El mundo está lleno de personas que tuvieron la desgracia de nacer con el cuerpo equivocado, pero que tienen la 'fortuna' de que la cirugía y las hormonas son capaces de reflejar su alma en el espejo. El suyo no es un capricho. No se trata del niño que juega a travestirse o al revés sino de «un caso extremo de trastorno de identidad de género». Así lo ponía ayer de manifiesto a este diario el coordinador de la Unidad de Atención al Ciudadano del Sescam, Rodrigo Gutiérrez, quien explicó que, desde el año 2006 sólo se han operado tres personas de Castilla-La Mancha de cambio de sexo, a las que se les ha derivado a Andalucía. En estos momentos, sólo quedaría una paciente de Albacete que se encuentra en la lista de espera de un hospital catalán.
Una intervención de estas características no se puede decidir de la noche a la mañana, además, como hay que salir de la Región para operarse, el Sescam tropieza con la burocracia como si fuese un paciente más. Lo más importante es que no quepa duda de que la persona realmente necesita el cambio. Para ello, tiene que pasar por un equipo multidisciplinar de psicólogos, psiquiatras y endocrinos, que serán quienes determinen su situación y el tratamiento más adecuado. Una vez que uno de los especialistas del Sescam ha diagnosticado la transexualidad, se actúa para que la intervención se lleve a cabo cuanto antes. Aquí es donde chocan competencias y normativas.
La intervención para el cambio de sexo no estaba en la cartera de servicios del Sistema Nacional de Salud. Las Comunidades Autónomas son las que tienen la última palabra. Además, como se trata de situaciones poco comunes -se calcula que hay sesenta casos al año en España- no todos los hospitales pueden tener el dispositivo necesario.

Burocracia

Aún no hay centros de referencia como tales, pero sí un fondo nacional de coordinación y cooperación entre autonomías que vendría a sufragar los gastos de intervenciones que, por ejemplo, se realicen en Madrid porque Castilla-La Mancha carezca de medios para ello.
Hace un mes se aprobó una orden que incorpora la atención a la transexualidad, pero aún no se ha determinado cuáles serán los centros de referencia.
En medio de esta ceremonia de la confusión, el Sescam sólo tiene claro que financiará la operación. Así, las tres operaciones anteriores las sufragó el Sistema Público de Sanidad Andaluz por sintonía con Castilla-La Mancha, pero la intervención en Cataluña está a expensas de sus listas de espera y la tendrá que pagar el Sescam. De hecho, a la paciente se le recomendó el Hospital Carlos Haya de Málaga, con el que hay buena relación, pero declinó la oferta, según Gutiérrez, y prefirió Cataluña.
Hay que decir que «este caso pendiente» es el de una chica que recuerda su infancia como una auténtica pesadilla. Desde niña supo que el nombre de Pedro no respondía a lo que sentía, pero sufrió las burlas y la incomprensión hasta que tuvo el valor de salir del armario.

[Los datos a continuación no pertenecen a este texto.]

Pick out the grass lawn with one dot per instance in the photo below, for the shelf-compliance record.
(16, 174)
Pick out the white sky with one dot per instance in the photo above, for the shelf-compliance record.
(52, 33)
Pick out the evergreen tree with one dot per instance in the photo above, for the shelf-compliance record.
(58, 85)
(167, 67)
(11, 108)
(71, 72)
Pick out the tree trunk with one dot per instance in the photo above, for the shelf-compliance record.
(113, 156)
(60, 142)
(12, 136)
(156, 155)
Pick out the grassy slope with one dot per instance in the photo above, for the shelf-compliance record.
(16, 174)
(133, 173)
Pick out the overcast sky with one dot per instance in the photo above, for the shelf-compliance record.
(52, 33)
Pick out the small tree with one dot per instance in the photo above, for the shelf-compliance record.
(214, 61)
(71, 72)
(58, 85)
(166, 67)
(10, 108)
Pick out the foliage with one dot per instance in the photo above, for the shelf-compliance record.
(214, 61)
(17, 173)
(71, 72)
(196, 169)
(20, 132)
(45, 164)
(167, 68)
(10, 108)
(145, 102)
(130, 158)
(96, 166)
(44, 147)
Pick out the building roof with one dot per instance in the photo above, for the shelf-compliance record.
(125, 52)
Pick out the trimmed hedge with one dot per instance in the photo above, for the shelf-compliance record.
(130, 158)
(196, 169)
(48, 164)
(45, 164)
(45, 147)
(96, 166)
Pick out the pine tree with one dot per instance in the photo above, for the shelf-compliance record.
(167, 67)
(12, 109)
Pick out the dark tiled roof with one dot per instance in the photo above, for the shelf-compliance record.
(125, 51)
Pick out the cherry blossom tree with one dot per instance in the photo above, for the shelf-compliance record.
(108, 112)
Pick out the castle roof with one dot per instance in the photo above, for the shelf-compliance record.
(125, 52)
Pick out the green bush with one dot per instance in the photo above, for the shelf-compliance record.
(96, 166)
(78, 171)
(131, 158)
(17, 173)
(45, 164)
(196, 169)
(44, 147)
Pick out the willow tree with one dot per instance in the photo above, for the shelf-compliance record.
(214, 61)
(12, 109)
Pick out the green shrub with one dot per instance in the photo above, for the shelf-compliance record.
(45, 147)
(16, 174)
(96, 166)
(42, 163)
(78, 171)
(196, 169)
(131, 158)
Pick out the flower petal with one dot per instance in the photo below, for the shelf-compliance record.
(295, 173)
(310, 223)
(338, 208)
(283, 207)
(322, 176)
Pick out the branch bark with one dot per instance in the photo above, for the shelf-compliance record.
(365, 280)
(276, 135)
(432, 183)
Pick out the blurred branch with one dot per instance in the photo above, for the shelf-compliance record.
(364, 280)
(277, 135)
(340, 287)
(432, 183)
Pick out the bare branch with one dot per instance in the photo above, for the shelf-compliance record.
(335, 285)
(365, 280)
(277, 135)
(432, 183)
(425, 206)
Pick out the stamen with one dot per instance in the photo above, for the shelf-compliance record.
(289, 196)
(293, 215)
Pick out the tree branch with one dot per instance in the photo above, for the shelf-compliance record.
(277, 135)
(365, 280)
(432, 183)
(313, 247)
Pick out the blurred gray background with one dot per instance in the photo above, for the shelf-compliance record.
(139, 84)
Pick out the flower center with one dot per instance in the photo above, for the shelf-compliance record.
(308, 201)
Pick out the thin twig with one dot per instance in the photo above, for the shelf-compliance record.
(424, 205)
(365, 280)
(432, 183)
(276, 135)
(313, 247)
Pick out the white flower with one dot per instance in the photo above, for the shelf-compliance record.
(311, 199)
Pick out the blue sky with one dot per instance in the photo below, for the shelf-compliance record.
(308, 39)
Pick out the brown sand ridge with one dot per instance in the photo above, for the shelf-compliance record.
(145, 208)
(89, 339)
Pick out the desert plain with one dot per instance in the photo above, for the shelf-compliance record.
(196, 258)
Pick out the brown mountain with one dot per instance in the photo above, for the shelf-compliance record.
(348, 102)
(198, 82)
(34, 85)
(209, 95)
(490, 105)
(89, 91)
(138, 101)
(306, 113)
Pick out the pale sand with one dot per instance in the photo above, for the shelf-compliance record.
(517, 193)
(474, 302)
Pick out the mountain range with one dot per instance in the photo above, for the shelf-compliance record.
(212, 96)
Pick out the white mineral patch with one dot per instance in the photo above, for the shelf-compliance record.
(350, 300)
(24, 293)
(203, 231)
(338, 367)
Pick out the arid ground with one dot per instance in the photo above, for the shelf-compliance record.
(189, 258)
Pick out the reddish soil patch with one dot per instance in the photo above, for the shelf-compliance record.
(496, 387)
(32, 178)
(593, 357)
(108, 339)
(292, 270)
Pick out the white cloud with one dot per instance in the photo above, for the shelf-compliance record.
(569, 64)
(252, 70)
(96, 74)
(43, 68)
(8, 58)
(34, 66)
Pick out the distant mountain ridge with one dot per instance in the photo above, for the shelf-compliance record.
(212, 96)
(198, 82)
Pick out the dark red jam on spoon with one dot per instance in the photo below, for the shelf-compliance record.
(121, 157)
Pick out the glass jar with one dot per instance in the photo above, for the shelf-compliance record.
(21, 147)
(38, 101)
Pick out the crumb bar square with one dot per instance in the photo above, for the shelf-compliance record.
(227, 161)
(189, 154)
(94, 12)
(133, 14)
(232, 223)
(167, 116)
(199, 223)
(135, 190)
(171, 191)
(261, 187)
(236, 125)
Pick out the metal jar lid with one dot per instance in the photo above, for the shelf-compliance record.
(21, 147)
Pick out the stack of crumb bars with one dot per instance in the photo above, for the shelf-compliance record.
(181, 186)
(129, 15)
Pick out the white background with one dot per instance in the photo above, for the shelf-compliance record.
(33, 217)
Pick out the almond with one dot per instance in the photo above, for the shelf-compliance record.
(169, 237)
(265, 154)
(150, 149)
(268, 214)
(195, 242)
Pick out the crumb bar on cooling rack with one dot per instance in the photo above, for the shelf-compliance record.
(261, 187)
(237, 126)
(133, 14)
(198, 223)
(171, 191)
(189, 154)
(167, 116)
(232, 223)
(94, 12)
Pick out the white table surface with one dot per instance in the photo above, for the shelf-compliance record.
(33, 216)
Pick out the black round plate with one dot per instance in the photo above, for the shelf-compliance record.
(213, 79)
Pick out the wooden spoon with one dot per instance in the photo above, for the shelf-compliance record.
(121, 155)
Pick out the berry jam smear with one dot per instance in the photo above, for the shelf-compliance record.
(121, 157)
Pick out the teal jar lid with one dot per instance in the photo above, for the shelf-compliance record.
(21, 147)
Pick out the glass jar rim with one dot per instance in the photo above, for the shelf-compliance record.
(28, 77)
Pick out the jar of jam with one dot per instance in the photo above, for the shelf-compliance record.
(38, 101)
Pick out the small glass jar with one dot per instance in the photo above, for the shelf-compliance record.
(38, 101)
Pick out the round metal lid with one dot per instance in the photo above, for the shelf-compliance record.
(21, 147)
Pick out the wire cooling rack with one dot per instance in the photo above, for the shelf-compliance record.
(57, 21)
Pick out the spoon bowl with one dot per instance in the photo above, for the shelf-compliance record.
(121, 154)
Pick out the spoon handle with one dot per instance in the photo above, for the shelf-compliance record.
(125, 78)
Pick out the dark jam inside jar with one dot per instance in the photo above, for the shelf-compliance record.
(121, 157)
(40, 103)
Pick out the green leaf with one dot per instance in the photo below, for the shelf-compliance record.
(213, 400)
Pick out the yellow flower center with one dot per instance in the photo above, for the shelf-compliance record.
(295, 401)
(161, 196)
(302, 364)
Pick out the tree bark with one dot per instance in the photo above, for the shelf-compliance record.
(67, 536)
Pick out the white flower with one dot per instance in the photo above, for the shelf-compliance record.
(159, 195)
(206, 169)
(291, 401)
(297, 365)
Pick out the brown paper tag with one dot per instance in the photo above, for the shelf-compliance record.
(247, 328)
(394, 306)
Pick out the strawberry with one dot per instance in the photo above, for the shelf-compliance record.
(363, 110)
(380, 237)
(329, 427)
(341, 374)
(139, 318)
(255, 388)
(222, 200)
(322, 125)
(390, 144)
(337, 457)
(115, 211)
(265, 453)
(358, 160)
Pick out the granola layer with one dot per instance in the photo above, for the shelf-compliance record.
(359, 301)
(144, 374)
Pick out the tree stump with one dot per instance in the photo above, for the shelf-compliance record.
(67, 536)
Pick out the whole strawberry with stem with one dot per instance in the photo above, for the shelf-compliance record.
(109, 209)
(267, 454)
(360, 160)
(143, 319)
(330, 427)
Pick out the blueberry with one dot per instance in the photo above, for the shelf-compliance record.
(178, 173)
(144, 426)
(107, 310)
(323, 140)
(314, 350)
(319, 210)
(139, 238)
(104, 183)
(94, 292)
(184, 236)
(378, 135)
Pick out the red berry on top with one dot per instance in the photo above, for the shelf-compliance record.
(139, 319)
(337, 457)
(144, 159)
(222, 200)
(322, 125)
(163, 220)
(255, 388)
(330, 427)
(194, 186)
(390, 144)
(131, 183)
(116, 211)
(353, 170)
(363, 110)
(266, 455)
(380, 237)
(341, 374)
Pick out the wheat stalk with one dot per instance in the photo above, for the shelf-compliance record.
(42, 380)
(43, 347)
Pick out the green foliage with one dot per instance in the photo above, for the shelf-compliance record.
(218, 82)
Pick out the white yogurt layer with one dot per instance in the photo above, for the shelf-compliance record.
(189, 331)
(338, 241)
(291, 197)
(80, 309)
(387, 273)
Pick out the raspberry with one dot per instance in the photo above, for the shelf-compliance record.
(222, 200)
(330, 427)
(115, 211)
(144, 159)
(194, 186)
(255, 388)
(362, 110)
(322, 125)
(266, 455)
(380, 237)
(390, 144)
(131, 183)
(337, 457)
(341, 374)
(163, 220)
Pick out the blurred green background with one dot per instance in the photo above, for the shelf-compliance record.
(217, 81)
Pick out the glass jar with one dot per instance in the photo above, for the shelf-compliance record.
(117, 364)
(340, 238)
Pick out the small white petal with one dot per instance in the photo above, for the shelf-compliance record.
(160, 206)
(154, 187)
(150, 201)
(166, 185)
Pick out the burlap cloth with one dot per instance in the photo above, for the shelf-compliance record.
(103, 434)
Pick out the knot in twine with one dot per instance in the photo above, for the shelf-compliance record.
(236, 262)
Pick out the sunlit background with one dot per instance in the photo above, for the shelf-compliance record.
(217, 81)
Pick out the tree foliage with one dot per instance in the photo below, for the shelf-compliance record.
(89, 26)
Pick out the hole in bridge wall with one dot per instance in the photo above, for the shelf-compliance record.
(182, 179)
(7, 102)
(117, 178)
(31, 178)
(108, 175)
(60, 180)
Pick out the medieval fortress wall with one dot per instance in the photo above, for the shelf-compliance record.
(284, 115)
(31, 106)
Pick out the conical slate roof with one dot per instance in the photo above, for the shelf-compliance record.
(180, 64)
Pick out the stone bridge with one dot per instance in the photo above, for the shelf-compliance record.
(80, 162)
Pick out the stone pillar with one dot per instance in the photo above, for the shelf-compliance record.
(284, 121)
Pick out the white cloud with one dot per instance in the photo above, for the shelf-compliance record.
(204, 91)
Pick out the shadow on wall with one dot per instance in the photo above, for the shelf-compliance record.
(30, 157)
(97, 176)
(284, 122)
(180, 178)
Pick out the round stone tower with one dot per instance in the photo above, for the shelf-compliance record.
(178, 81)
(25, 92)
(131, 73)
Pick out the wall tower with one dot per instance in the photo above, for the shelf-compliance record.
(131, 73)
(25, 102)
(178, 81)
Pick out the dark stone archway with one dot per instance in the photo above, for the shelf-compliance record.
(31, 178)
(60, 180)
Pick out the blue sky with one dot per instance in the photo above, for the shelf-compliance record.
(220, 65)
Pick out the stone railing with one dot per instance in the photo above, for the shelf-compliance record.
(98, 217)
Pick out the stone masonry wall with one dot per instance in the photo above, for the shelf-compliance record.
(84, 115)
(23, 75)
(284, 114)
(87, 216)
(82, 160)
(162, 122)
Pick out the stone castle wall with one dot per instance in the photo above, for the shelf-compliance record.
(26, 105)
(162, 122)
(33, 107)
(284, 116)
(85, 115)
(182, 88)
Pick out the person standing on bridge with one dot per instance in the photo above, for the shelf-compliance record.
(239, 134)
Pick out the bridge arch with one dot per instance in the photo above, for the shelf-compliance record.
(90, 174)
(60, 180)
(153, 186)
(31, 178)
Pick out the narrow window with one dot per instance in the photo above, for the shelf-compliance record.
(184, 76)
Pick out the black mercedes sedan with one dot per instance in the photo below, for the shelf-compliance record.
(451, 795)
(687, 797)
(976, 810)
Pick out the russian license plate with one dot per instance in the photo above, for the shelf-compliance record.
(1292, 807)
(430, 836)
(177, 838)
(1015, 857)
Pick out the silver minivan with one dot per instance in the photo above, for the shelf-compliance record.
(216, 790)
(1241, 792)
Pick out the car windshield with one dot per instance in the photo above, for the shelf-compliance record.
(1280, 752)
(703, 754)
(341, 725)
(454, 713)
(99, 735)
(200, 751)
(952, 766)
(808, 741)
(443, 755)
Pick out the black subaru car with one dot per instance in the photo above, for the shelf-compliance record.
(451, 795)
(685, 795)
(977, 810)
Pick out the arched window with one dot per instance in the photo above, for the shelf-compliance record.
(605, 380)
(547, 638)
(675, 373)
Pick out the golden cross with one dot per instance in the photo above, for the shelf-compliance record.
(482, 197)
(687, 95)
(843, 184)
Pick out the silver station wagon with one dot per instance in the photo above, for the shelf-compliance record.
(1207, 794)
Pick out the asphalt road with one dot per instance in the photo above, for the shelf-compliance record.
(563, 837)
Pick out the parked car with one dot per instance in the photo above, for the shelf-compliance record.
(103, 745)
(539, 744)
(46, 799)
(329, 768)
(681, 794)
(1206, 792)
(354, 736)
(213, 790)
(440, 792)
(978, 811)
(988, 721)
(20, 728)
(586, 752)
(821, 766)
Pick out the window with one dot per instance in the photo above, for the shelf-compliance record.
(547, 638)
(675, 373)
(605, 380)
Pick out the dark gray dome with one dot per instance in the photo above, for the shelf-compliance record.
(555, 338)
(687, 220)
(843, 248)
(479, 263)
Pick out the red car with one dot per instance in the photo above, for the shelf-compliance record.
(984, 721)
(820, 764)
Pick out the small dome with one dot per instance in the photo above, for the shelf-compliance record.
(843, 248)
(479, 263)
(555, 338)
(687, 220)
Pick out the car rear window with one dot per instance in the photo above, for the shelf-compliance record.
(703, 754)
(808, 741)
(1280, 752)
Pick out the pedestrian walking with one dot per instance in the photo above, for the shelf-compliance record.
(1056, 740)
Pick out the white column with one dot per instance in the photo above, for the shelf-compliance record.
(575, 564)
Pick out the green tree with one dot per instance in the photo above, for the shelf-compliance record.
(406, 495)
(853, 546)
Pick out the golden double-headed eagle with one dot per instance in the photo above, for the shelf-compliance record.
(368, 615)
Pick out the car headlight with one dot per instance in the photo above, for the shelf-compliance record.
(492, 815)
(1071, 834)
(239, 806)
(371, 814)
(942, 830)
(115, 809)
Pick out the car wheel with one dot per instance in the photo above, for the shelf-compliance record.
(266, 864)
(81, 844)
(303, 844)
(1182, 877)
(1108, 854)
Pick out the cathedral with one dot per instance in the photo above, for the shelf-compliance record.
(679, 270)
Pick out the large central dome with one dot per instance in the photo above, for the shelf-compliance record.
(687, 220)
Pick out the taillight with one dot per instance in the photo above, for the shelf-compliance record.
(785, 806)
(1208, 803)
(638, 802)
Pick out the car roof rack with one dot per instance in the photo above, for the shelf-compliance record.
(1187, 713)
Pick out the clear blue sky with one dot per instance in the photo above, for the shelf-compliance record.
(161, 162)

No había cumplido la mayoría de edad, cuando empezó a moverse para conseguir ese cambio que acabaría con su condena.
El Sescam sabe que los cuatro casos que ha atendido desde 2006 no son el total de Castilla-La Mancha. Es muy difícil dar el paso, pero cuando eso ocurra psicólogos, psiquiatras y endocrinos tendrán que tratarlos como a cualquier otro paciente. De hecho, para médicos como el doctor Julio Virseda no se trata ni de pacientes ni de enfermos sino de personas que se operan por una auténtica necesidad médica.